Meteoric will fork out $750,000 in cash for the purchase, with the remaining $250,000 to be paid in MEI shares priced at two cents each. Under the deal, Meteoric will take full control of Horrocks Enterprises and Kimberly Resources, which own Palm Springs, from Rimbal and Pinnacle Nominees.
To support the purchase, the company has launched a $1.44 million capital raise. Meteoric will place roughly 90 million new shares to sophisticated and professional investors at 1.6 cents each to raise the funds, which will be used to both buy the project and finish the first round of drilling in the Palm Springs area.
Why the buy?
Historic exploration at Palm Springs was a major factor in Meteoric’s decision to buy the project.
Meteoric Managing Director Dr Andrew Tunks said the company has been looking for an Australian gold project since early 2020 to go hand-in-hand with its ongoing Brazilian exploration.
“The Palm Springs Gold Project is an advanced exploration opportunity based around a historic open-pit mine that shut down at a time of exceptionally low gold prices,” Andrew said.
The project produced roughly 52,000 ounces at 2.1 grams per tonne of gold from the Butchers Creek Open Pit gold mine in the late 1990s. According to Meteoric, mining at the project was only stopped because at the time, the gold price was at a historic low.
“The Butchers Creek pit is quite shallow (25 metres in the south to 70 metres in the north) and there is substantial drilling beneath the pit that indicates the orebody is open at depth and down plunge to the south,” Andrew explained.
This drilling beneath the Butchers Creek Open Pit returned some significant results, including a 68-metre intersection grading 2.5 grams per tonne of gold from 44 metres and a 19-metre intersection grading 8.8 grams per tonne of gold from 56 metres.
Andrew said during the company’s due diligence process, it became clear that Butchers Creek has had no modern exploration since it closed in 1997. He said across the rest of the project, there are another 60 known gold occurrences, many of which remain undrilled.
However, mining giant Northern Star Resources (NST) previously completed drilling and a mineral resource at the Golden Crown and Faugh-a-Ballagh prospects, with results including a two-metre intersection grading a whopping 174.7 grams per tonne of gold from 12 metres.

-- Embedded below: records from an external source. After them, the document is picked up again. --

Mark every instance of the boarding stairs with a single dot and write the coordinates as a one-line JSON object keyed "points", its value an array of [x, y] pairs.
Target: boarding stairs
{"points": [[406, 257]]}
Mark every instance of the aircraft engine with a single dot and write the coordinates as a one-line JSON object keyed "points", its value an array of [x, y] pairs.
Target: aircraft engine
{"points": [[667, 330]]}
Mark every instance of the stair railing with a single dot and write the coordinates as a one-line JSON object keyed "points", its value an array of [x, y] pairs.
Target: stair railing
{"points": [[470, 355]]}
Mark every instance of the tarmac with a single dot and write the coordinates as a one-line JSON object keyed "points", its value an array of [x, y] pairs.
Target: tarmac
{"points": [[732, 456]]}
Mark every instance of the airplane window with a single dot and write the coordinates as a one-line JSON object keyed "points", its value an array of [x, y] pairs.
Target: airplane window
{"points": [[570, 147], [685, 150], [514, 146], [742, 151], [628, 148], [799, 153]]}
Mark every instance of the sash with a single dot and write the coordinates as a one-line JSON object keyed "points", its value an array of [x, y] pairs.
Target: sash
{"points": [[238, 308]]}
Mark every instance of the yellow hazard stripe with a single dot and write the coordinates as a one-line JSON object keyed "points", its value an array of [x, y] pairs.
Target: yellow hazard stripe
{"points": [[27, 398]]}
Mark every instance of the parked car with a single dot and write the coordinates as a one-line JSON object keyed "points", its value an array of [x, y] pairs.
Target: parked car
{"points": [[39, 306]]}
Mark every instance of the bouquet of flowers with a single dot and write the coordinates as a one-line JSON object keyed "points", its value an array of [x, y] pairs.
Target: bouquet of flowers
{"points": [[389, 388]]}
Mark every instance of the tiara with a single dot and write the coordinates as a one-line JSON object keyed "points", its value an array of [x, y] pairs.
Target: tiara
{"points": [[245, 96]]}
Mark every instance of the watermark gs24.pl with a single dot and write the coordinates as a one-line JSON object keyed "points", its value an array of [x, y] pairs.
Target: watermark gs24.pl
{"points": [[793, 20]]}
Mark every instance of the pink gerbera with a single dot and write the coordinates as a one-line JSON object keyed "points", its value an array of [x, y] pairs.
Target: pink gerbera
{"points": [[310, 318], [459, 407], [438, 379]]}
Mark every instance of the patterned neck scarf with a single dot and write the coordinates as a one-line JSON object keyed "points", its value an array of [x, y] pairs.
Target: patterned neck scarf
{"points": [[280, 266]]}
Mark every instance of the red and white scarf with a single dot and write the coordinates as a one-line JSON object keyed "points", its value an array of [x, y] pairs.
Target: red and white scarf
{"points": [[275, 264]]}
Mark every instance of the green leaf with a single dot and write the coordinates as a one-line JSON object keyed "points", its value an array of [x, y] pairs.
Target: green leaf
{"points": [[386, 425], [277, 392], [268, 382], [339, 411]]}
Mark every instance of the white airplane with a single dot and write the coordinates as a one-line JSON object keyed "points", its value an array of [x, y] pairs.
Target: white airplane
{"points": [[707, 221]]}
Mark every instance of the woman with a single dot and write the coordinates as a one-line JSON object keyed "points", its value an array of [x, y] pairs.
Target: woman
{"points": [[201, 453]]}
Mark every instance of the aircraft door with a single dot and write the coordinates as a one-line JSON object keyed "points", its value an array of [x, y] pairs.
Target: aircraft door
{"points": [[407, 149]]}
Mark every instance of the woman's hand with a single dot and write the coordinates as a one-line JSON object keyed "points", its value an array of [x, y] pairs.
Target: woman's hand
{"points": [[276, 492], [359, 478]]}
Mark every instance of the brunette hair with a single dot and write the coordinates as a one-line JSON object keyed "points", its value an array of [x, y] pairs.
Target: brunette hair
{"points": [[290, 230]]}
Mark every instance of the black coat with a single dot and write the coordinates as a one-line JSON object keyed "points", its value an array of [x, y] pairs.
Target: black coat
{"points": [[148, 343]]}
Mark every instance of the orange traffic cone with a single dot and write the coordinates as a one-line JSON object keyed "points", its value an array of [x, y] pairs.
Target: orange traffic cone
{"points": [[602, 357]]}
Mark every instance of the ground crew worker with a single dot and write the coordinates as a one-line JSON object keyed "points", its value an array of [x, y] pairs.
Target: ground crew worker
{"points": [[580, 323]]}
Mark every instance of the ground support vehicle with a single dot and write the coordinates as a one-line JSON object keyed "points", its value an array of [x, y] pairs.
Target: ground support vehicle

Today’s buy gives Meteoric an interest in three mining licences, four exploration licences, and seven prospecting licences covering more than 12,500 hectares of land.
“The Palm Springs Project is a fantastic addition to MEI’s gold portfolio,” Andrew said.
“Importantly, the project is ideally situated, only 30 kilometres south-east of Halls Creek with excellent road access, has known metallurgical recoveries over 90 per cent from a standard carbon-in-leach circuit and granted Mining Leases covering the main zones of mineralisation at Butchers Creek,” he touted.
Shareholders seem pleased with today’s buy, with Meteoric shares trading 36.84 per cent higher in early afternoon trade. Shares are currently worth 2.6 cents each in a $29.18 million market cap.